Figure 6. Integrin-dependent Tbet⁺CD11c⁺ B cell retention at the marginal zone.

(A) Confocal microscopy of spleens from Tbet-AmCyan reporter mice day 12 p.i. (top left), showing staining of anti-CD4 (magenta), anti-B220 (yellow), and anti-F4/80 (yellow). Shown is a histocytometric recreation of confocal microscopy image plotting location of single cells gated as CD4⁺, B220⁺, or F4/80⁺ (top right). Locations of Tbet⁺CD11c⁺ B cells (CD4⁻ B220⁺ CD11c⁺ Tbet-AmCyan⁺) are shown in blue (clusters highlighted in magenta), along with splenic white pulp (WP) and red pulp (RP).

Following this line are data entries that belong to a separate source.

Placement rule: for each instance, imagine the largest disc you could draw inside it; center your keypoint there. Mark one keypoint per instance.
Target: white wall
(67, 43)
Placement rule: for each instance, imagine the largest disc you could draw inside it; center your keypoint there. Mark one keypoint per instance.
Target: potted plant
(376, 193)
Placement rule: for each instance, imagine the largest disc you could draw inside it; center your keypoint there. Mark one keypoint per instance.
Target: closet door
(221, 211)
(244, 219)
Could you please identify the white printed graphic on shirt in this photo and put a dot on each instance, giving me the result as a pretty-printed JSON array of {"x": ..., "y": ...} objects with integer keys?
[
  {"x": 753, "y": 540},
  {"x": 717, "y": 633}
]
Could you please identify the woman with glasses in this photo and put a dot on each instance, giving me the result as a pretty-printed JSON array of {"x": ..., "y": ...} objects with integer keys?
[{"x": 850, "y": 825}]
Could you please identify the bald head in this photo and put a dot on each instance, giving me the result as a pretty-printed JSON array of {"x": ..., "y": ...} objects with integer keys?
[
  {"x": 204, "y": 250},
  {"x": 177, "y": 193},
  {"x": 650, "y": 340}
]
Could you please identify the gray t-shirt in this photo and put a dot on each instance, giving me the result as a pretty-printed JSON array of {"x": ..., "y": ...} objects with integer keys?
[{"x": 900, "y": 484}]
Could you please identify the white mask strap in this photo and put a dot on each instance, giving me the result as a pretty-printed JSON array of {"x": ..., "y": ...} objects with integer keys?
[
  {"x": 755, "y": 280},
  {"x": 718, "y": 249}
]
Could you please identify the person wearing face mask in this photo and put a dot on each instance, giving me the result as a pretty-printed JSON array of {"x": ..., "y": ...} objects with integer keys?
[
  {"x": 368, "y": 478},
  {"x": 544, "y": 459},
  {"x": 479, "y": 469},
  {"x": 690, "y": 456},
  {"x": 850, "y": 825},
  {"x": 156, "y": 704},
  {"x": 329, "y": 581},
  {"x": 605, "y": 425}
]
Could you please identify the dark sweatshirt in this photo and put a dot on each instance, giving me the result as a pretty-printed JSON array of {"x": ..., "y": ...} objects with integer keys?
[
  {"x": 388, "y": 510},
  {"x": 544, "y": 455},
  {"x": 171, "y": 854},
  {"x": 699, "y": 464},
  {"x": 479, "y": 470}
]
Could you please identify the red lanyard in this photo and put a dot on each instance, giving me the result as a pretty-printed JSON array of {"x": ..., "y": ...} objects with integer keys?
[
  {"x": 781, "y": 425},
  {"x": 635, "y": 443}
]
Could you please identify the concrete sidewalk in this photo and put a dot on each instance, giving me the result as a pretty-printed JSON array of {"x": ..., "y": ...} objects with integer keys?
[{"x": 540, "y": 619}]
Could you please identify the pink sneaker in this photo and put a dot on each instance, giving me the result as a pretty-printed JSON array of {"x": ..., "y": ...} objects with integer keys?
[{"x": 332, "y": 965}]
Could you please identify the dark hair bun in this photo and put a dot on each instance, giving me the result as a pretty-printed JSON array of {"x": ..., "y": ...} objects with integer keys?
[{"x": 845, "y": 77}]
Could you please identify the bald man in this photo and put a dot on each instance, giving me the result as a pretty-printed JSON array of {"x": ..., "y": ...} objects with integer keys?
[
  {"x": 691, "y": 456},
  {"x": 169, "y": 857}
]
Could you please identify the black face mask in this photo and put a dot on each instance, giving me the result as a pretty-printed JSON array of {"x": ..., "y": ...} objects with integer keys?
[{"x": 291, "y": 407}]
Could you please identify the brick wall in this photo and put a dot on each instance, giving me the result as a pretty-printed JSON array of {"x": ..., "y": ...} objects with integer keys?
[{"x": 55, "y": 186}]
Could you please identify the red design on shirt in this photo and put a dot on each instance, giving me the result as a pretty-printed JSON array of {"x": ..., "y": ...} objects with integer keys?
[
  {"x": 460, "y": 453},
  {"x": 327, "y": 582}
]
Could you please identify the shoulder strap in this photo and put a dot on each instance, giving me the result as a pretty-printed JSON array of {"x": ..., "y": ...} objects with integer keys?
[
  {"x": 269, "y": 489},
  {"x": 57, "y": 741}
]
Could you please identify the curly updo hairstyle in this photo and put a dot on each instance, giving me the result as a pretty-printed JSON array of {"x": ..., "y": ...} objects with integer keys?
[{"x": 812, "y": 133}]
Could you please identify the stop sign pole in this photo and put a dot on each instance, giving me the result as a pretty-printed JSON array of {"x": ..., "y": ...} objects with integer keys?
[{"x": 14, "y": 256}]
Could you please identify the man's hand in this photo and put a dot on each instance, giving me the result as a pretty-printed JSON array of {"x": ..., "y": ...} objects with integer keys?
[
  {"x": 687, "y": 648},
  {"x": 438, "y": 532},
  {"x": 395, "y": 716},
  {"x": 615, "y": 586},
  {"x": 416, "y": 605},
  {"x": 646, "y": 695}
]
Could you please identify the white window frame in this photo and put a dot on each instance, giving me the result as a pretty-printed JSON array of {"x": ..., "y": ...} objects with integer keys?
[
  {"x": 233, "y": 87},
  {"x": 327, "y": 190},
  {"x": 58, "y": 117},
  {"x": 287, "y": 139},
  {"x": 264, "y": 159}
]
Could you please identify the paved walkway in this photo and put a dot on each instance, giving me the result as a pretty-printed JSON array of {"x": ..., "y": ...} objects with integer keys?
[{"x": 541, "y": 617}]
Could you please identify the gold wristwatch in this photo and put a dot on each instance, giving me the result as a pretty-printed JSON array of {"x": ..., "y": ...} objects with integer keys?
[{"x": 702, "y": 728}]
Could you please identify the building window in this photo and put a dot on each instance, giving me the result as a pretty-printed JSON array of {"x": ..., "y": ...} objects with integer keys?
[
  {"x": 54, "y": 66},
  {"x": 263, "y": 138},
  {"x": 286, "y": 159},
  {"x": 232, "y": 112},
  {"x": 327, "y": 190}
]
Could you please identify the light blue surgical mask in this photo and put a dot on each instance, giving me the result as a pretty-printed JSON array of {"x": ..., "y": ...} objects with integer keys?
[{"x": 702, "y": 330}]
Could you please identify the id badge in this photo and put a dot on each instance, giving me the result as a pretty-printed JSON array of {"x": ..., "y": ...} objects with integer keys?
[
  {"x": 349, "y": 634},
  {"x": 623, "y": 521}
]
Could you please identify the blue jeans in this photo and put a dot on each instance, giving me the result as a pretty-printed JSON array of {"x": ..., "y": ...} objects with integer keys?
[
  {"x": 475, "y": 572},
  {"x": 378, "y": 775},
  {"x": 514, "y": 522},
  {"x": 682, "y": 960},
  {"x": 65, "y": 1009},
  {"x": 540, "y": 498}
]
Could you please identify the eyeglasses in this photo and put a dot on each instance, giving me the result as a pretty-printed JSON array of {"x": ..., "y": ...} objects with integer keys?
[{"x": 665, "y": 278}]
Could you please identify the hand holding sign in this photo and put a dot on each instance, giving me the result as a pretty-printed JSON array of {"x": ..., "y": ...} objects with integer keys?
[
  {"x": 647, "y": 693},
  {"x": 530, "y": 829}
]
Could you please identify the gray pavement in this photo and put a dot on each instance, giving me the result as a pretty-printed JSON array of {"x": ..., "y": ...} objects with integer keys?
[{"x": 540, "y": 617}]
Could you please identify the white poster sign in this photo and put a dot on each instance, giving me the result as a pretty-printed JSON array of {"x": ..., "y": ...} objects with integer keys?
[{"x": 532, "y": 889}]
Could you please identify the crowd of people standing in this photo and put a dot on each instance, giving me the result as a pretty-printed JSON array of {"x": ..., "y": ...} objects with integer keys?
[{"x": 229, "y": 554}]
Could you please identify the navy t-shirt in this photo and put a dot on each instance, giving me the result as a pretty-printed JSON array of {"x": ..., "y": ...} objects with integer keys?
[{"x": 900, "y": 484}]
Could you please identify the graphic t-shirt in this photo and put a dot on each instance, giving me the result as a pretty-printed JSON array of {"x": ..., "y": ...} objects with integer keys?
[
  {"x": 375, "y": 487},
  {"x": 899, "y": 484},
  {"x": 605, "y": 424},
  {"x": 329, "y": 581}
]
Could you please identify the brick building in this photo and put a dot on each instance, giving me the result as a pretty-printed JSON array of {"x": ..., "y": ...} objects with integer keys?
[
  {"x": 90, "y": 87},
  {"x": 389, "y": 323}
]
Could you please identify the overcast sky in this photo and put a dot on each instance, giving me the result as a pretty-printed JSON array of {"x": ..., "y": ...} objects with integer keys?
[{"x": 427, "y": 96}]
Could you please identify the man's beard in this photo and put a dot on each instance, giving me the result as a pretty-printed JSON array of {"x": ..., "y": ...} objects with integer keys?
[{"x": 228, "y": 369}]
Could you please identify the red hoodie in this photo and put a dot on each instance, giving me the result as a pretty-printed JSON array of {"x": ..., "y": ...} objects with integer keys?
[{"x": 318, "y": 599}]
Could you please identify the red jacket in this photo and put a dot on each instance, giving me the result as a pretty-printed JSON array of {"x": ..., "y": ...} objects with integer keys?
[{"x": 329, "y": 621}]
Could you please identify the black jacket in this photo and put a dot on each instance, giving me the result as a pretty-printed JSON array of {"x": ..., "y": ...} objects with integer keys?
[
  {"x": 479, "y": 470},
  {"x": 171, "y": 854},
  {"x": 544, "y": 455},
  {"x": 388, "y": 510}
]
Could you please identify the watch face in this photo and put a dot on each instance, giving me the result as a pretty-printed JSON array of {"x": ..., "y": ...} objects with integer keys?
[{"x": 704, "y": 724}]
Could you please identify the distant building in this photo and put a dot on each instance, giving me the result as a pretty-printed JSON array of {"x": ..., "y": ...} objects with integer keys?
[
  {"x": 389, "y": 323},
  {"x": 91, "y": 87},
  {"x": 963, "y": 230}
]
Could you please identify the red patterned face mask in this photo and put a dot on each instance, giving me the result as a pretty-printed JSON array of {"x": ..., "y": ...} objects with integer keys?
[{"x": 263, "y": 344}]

(B) Confocal microscopy of spleens from Tbet-AmCyan reporter mice day 15 p.i., showing staining of anti-MadCam1 (yellow), anti-F4/80 (green), anti-CD11c (cyan), and anti-B220 (orange), with Tbet-AmCyan (magenta). Tbet⁺CD11c⁺ B cells are identified through histocytometry (white), and the splenic compartments WP, RP, and marginal zone (MZ) were marked.

(C) I.v.-administered anti-CD45 antibody labeling of naive (B220⁺ CD19⁺ IgD^hi CD23⁺), GC (B220⁺ IgD^lo CD95⁺ GL-7⁺), and Tbet⁺CD11c⁺ (B220⁺ CD19⁺ CD44^hi CD11c⁺ Tbet-AmCyan^hi) at days 12 and 15 p.i. in Tbet-AmCyan mice.

(E) Volcano plot comparing gene expression of Tbet⁺CD11c⁺ B cells sorted and sequenced on days 8 and 15 p.i.

(F) Temporal expression of S1pr3 and Cnr2 from RNA-seq data in (E).

(G) S1P transwell assay measuring ratio of migrating to total input Tbet⁺CD11c⁺ B cells from Tbet-AmCyan reporter mice pretreated with inhibitors.

(H) VLA-4 and integrin αL expression on naive and Tbet⁺CD11c⁺ B cells at 15 p.i. in Tbet-AmCyan mice.

(I) Percentage and number of Tbet⁺CD11c⁺ B cells among total B cells after injection of LFA-1/VLA-4 blocking or isotype control antibodies.

*p < 0.05; **p < 0.01; ***p < 0.001; ****p < 0.0001 (C and G, one-way ANOVA; I, Student’s t test). Data are pooled from two independent infections (A, B, and I) or are representative of three independent experiments with three or four mice per group (C, H, and G). Bars represent means ± SEM.